Canine DVL2 variant contributes to brachycephalic phenotype and caudal vertebral anomalies

A frameshift deletion variant in the Wnt pathway gene dishevelled 2 (DVL2) is associated with a truncated, kinked tail (“screw tail”) in English Bulldogs, French Bulldogs and Boston Terriers. These breeds are also characterized by distinctive morphological traits, including a wide head, flat face and short-limbed dwarfism, which are characteristic of Robinow syndrome in humans, caused by defects in genes such as DVL1 and DVL3. Based on these phenotypic and genetic similarities, it has previously been hypothesized that the canine DVL2 variant results in a syndromic phenotype called the Robinow-like syndrome.
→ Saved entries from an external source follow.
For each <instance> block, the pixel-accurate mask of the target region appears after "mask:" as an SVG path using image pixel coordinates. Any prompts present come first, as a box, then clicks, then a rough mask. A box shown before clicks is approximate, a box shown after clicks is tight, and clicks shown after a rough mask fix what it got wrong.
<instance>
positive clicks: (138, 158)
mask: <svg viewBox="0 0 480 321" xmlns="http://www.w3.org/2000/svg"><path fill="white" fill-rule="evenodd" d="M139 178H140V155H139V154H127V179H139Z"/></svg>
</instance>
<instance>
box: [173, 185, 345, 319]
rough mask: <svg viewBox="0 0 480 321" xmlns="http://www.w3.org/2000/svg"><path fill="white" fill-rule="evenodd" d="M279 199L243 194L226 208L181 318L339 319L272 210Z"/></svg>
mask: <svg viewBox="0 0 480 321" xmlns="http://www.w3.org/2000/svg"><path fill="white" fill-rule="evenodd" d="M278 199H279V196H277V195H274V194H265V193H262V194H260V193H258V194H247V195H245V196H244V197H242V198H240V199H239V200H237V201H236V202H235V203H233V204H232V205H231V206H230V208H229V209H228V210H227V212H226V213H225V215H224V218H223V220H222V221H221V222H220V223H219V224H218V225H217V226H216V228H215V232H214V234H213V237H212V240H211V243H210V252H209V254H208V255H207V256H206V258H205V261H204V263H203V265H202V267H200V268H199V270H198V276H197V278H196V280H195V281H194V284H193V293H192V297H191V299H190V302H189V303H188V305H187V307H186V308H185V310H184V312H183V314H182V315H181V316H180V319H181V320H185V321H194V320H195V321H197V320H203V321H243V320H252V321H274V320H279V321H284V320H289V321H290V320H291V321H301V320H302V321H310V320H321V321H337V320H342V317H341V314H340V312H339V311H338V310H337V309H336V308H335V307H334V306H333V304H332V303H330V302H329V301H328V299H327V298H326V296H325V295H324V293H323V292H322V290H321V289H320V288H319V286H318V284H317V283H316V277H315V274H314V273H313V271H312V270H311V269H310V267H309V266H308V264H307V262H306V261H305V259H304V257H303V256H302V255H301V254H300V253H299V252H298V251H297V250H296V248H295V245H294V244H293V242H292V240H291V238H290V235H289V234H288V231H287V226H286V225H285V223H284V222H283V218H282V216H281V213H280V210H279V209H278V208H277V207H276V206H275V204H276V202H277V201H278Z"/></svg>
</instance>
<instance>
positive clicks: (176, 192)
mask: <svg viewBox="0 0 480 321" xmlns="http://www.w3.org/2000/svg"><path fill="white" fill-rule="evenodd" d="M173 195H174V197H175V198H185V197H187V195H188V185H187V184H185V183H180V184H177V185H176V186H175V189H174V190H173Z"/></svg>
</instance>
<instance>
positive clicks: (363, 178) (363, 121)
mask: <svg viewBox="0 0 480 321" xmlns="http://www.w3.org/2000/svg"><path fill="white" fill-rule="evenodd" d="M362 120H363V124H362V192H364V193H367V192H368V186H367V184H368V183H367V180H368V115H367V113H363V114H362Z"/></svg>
In our study, we investigated the distribution of the DVL2 variant in 1954 dogs from 15 breeds, identifying breeds with allele variation and enabling the dissection of the genotype–phenotype correlation for the first time. With CT examinations in American Staffordshire Terriers, we confirmed that the DVL2 allele is associated with caudal vertebral malformations and a brachycephalic phenotype. We also hypothesize that the variant may be linked to additional health conditions, including brachycephalic obstructive airway syndrome and congenital heart defects. Altogether, our study strengthens the role of DVL2 as one of the contributors to the “bulldog type” morphology and features on the spectrum of human Robinow syndrome.